La Caleta y un abrazo
En un tiempo comprábamos fruta y nos íbamos a La Caleta a mojarnos los pies, a darnos chapuzones riendo. Llegábamos andando desde la calle José del Toro y las dos llevábamos bañadores de cuadritos y sombreros de paja. Las pelotas, las palas, los cubitos, las muñecas, todo junto en la bolsa grande que llevaban los mayores mientras nosotras andábamos a saltos.
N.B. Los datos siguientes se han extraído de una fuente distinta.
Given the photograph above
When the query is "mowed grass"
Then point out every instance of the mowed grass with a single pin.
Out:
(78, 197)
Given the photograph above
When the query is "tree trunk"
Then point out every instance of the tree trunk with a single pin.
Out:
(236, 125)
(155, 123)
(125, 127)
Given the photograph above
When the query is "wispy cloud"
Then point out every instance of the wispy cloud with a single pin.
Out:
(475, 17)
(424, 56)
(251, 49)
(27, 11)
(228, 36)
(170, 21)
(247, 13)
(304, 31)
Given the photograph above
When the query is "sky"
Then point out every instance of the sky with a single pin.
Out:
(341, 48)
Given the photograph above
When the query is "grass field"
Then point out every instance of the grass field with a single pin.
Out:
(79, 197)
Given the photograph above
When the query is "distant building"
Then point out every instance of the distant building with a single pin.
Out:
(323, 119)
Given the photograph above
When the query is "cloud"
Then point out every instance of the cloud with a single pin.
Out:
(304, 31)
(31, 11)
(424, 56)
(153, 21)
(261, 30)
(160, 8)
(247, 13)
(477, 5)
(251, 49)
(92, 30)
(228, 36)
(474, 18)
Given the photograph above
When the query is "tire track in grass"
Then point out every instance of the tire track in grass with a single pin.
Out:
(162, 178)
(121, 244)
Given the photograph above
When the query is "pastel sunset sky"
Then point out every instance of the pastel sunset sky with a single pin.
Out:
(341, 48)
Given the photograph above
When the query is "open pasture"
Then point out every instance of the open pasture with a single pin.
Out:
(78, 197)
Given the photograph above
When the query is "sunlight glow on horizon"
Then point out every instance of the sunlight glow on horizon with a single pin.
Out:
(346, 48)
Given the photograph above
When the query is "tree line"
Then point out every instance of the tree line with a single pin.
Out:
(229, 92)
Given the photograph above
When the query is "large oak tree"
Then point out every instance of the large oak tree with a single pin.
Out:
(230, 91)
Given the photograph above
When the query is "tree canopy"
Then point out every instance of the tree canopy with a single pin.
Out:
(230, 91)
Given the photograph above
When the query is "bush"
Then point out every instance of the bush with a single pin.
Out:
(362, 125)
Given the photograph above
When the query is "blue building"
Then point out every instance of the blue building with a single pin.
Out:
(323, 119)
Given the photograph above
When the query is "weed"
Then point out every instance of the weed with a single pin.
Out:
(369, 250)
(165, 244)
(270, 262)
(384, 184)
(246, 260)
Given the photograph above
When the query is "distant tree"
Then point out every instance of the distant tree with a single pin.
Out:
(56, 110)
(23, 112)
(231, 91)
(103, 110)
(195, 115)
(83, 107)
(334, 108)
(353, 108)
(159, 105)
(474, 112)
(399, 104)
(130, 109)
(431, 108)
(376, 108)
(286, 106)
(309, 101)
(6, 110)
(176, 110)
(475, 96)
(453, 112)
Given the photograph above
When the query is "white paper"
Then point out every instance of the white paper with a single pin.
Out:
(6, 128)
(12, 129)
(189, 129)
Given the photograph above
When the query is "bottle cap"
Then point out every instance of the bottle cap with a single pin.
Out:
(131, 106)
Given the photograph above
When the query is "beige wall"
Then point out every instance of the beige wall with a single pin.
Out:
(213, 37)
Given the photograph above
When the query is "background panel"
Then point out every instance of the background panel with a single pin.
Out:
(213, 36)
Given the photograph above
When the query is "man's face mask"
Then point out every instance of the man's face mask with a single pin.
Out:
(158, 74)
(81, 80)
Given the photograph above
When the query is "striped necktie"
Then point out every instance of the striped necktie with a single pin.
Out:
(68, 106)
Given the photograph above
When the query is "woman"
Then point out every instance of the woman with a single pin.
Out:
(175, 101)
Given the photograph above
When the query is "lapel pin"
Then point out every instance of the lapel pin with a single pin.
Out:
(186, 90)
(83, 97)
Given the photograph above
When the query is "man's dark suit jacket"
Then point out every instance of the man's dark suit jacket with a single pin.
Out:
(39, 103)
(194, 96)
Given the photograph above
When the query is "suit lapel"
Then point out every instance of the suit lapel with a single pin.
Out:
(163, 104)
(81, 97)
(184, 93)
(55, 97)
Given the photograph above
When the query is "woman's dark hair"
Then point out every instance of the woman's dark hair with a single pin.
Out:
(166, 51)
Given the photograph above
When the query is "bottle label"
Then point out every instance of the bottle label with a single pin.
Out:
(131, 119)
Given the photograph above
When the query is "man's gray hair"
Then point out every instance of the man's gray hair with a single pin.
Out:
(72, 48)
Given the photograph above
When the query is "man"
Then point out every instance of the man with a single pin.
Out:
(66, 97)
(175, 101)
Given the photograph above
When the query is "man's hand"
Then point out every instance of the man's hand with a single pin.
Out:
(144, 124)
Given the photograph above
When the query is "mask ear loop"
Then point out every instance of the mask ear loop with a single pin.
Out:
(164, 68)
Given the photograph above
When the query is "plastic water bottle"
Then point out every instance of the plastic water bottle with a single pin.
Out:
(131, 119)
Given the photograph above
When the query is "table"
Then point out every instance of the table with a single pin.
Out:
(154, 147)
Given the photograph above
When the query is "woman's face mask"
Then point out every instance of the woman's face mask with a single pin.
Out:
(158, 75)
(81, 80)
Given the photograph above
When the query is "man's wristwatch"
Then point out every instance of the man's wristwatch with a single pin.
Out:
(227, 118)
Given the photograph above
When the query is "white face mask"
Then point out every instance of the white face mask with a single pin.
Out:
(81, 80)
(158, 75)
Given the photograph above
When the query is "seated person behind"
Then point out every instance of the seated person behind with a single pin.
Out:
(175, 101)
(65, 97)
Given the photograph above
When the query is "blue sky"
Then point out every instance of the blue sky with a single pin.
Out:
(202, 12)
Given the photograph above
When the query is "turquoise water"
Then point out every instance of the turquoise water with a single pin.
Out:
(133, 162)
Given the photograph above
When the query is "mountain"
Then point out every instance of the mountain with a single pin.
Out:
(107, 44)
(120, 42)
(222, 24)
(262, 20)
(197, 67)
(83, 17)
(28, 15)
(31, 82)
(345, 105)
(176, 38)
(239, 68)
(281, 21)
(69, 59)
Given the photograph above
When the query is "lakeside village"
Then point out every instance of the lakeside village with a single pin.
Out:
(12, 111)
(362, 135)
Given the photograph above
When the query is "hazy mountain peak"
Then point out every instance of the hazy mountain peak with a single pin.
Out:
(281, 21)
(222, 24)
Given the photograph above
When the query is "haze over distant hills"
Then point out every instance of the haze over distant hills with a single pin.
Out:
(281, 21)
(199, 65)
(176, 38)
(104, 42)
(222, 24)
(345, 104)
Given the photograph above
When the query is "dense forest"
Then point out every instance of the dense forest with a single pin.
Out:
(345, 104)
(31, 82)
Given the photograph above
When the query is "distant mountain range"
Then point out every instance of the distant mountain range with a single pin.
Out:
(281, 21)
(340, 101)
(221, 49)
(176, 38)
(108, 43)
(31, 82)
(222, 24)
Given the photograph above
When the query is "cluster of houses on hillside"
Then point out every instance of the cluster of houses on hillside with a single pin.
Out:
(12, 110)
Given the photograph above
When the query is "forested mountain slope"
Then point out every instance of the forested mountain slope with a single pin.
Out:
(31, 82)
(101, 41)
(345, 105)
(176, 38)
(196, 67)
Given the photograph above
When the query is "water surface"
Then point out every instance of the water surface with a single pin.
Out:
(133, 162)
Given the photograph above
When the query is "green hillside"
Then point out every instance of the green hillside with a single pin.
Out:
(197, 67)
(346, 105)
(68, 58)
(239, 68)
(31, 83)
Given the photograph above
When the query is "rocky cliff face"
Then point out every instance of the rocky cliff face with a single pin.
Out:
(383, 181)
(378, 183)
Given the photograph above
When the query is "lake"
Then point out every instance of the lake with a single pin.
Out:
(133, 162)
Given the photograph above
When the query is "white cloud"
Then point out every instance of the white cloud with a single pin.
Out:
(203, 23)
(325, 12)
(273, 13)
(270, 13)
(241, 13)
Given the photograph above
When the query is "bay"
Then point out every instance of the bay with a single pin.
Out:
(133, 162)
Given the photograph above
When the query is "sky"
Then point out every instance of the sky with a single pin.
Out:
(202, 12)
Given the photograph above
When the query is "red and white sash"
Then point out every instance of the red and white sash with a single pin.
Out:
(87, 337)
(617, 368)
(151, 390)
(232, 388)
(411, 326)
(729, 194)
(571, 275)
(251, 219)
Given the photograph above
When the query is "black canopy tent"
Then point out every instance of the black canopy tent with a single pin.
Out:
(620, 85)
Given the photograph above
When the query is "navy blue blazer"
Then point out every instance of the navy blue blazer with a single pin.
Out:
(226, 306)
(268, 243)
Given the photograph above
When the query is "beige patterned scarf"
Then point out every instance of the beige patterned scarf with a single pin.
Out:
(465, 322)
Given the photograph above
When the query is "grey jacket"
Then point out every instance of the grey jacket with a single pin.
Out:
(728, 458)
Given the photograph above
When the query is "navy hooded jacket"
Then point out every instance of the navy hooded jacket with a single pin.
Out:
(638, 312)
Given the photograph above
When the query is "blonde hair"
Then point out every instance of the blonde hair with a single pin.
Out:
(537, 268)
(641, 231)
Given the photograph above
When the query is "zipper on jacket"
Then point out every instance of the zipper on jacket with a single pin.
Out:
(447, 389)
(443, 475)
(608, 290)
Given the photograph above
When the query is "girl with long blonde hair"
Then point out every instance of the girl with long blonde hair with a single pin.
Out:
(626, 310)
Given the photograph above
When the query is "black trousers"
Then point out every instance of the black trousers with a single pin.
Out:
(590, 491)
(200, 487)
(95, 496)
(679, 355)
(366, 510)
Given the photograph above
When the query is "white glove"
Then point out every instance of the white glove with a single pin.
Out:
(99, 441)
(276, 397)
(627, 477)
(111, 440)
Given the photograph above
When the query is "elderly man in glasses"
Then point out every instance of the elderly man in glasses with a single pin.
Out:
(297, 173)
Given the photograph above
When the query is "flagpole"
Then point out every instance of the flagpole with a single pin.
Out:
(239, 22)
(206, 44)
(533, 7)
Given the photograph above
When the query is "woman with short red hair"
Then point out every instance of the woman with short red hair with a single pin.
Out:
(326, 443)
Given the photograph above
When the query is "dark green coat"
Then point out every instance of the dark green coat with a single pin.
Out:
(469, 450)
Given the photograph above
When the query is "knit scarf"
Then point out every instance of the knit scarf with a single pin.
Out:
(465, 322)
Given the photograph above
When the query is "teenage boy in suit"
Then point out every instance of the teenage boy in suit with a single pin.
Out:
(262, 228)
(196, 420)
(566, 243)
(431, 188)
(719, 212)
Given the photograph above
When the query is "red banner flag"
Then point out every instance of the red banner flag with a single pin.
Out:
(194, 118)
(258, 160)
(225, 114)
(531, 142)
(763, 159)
Siempre andábamos a saltos.
Cuando los años pasaron, esos días se asentaron en la memoria como sucede con todo el tiempo en que uno es feliz pero imágenes nuevas fueron cambiando el recuerdo y en los miradores del balneario de la Palma estaban también los abrazos, los abrazos jóvenes, los abrazos nuevos, la antesala de los besos y los encuentros prodigiosos. Aquel muchacho tenía los ojos azules, era listo, compraba revistas prohibidas y hablaba de la política que entonces nadie comentaba. Leía libros y tenía un aire bohemio que nunca perdió y se reía de las cosas con el ingenio y la compasión de la gente inteligente. Cruzamos juntos el umbral de aquellos primeros estudios, para nosotros solo el inicio de lo que vendría después en la universidad. Todavía recuerdo los atardeceres en La Caleta, las charlas sentados en la arena y los abrazos. Esos abrazos irrecuperables y, sin embargo, siempre recobrados.